Hubert enters this picture as a specialist in structured digital interviewing. The startup has built tools that allow candidates to complete interviews online, at any time, while being assessed against consistent criteria. Instead of relying on informal screening calls or resume filters, its system focuses on standardized questions tied directly to job requirements. The idea is to bring more consistency to early-stage hiring.

The partnership brings these capabilities into ManpowerGroup’s global operations. AI-powered interviews will now support the first stage of screening, helping recruiters identify qualified candidates earlier in the process. This does not replace recruiters. Final decisions and contextual judgment remain with experienced hiring professionals. What changes is the speed and structure of the initial assessment.

For employers, this could mean earlier visibility into job-ready talent and less time spent on manual screening. For candidates, it offers more flexibility. A significant portion of interviews on Hubert’s platform are completed outside regular office hours, allowing applicants to engage when it suits them. That flexibility can make a difference in competitive labor markets where timing matters.

The collaboration is also positioned as a step toward reducing bias. By evaluating each candidate against the same transparent standards, the process becomes more consistent. While no system can remove bias entirely, structured assessments can reduce the variability that often comes with unstructured interviews.

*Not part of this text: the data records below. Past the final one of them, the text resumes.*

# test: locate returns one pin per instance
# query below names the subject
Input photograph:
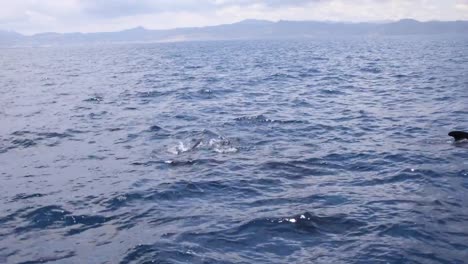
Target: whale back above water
(458, 135)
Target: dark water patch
(24, 196)
(293, 171)
(53, 217)
(317, 200)
(94, 99)
(181, 191)
(261, 119)
(167, 253)
(59, 256)
(308, 229)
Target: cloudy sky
(33, 16)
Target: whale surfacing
(458, 135)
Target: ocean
(327, 150)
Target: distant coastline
(247, 29)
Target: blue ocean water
(279, 151)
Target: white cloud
(31, 16)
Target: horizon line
(238, 22)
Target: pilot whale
(458, 135)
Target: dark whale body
(458, 135)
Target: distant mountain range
(247, 29)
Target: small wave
(261, 119)
(51, 217)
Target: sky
(35, 16)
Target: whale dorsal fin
(458, 135)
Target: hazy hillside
(247, 29)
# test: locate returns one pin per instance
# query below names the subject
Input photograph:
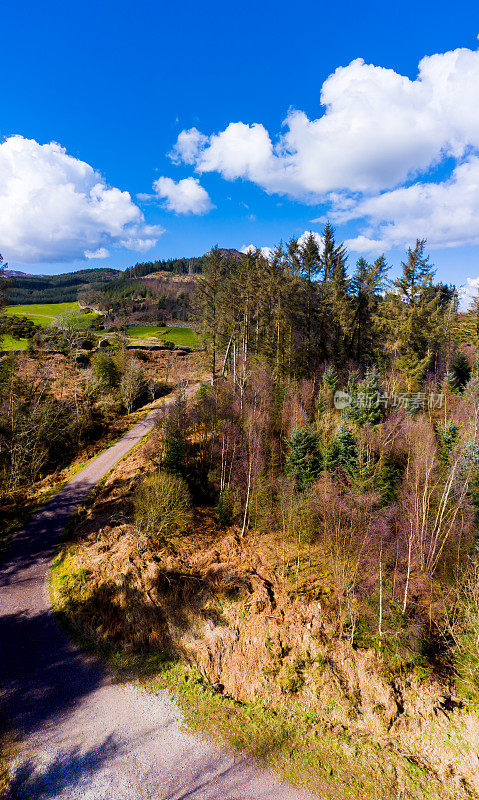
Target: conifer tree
(3, 284)
(412, 314)
(334, 295)
(210, 287)
(366, 286)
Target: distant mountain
(15, 273)
(229, 252)
(64, 288)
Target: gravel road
(79, 733)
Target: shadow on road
(70, 768)
(41, 676)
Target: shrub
(225, 507)
(459, 372)
(133, 388)
(330, 379)
(174, 455)
(365, 399)
(106, 371)
(447, 435)
(162, 507)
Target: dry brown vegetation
(302, 608)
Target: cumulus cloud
(54, 207)
(468, 292)
(317, 237)
(378, 129)
(183, 197)
(267, 252)
(371, 152)
(101, 252)
(444, 213)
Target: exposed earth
(77, 731)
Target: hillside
(65, 288)
(108, 286)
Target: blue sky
(114, 85)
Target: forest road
(80, 734)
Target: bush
(106, 371)
(133, 387)
(162, 507)
(459, 372)
(225, 507)
(174, 456)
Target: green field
(8, 343)
(41, 313)
(182, 337)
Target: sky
(148, 130)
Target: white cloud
(444, 213)
(371, 153)
(266, 252)
(378, 129)
(102, 252)
(188, 146)
(54, 207)
(468, 293)
(184, 197)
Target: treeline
(151, 300)
(300, 309)
(56, 288)
(177, 266)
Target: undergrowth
(292, 740)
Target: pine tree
(366, 286)
(334, 296)
(303, 460)
(208, 302)
(412, 315)
(3, 284)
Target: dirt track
(79, 734)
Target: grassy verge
(42, 313)
(290, 740)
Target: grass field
(183, 337)
(41, 313)
(9, 343)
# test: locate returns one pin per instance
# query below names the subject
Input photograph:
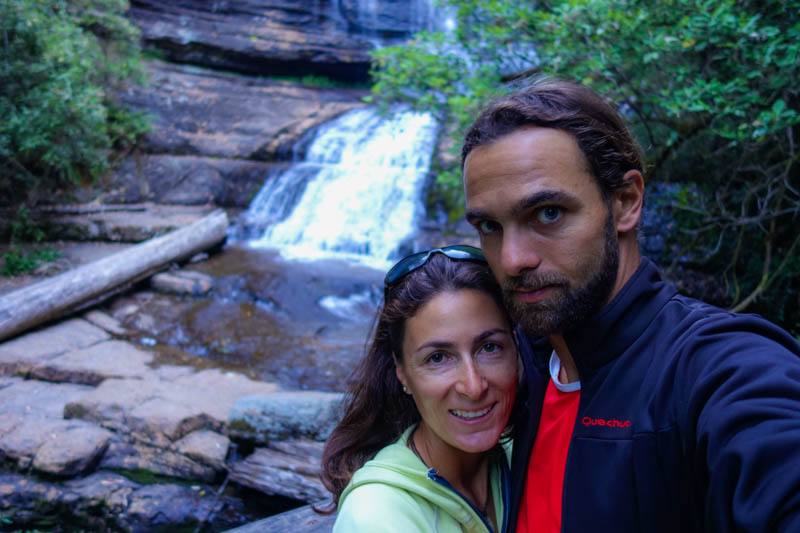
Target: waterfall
(357, 192)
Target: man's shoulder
(689, 328)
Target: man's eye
(488, 226)
(549, 214)
(436, 358)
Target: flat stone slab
(106, 501)
(19, 355)
(182, 282)
(207, 447)
(276, 472)
(136, 223)
(105, 321)
(161, 411)
(71, 448)
(33, 399)
(123, 455)
(92, 365)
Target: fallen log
(49, 299)
(300, 520)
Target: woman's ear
(401, 377)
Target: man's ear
(627, 201)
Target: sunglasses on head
(459, 252)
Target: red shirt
(540, 509)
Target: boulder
(162, 408)
(105, 321)
(106, 501)
(92, 365)
(189, 179)
(71, 448)
(124, 455)
(207, 447)
(285, 415)
(281, 37)
(265, 37)
(276, 472)
(18, 355)
(199, 112)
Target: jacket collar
(616, 326)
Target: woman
(417, 449)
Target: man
(645, 410)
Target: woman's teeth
(470, 414)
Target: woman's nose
(470, 381)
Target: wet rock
(34, 400)
(90, 366)
(285, 415)
(18, 355)
(105, 322)
(160, 411)
(159, 506)
(207, 447)
(263, 37)
(197, 112)
(106, 501)
(123, 455)
(189, 180)
(186, 282)
(132, 225)
(71, 448)
(285, 472)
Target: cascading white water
(357, 192)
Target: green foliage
(60, 65)
(711, 88)
(22, 258)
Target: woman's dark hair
(377, 410)
(601, 133)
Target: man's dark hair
(601, 133)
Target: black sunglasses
(410, 263)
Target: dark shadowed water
(302, 324)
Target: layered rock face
(279, 37)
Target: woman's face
(460, 364)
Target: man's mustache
(533, 281)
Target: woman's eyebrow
(489, 332)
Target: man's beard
(570, 306)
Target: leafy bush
(24, 255)
(711, 88)
(60, 65)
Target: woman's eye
(488, 226)
(490, 347)
(549, 214)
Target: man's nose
(470, 381)
(517, 254)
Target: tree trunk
(49, 299)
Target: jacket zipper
(504, 490)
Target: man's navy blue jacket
(689, 418)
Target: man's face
(544, 226)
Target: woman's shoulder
(378, 507)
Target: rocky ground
(83, 415)
(100, 430)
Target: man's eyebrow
(476, 214)
(523, 205)
(537, 198)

At its core, the partnership addresses a gap many large organizations are facing. They need scale and speed, but they cannot afford to lose the human judgment that good hiring depends on. Manual processes are too slow. Fully automated systems can feel impersonal and risky. ManpowerGroup’s approach suggests a middle path, where technology handles repetition and structure and recruiters focus on potential and fit.

The move also reflects a broader shift in the workforce industry. AI is no longer being tested on the sidelines. It is being built into the foundation of hiring operations. For established players like ManpowerGroup, the challenge is not whether to adopt AI, but how to do so responsibly and at scale.

By working with Hubert, the company is signaling that the future of recruitment will likely blend structured digital tools with human expertise. In a market defined by talent shortages and rising expectations, that balance may prove critical.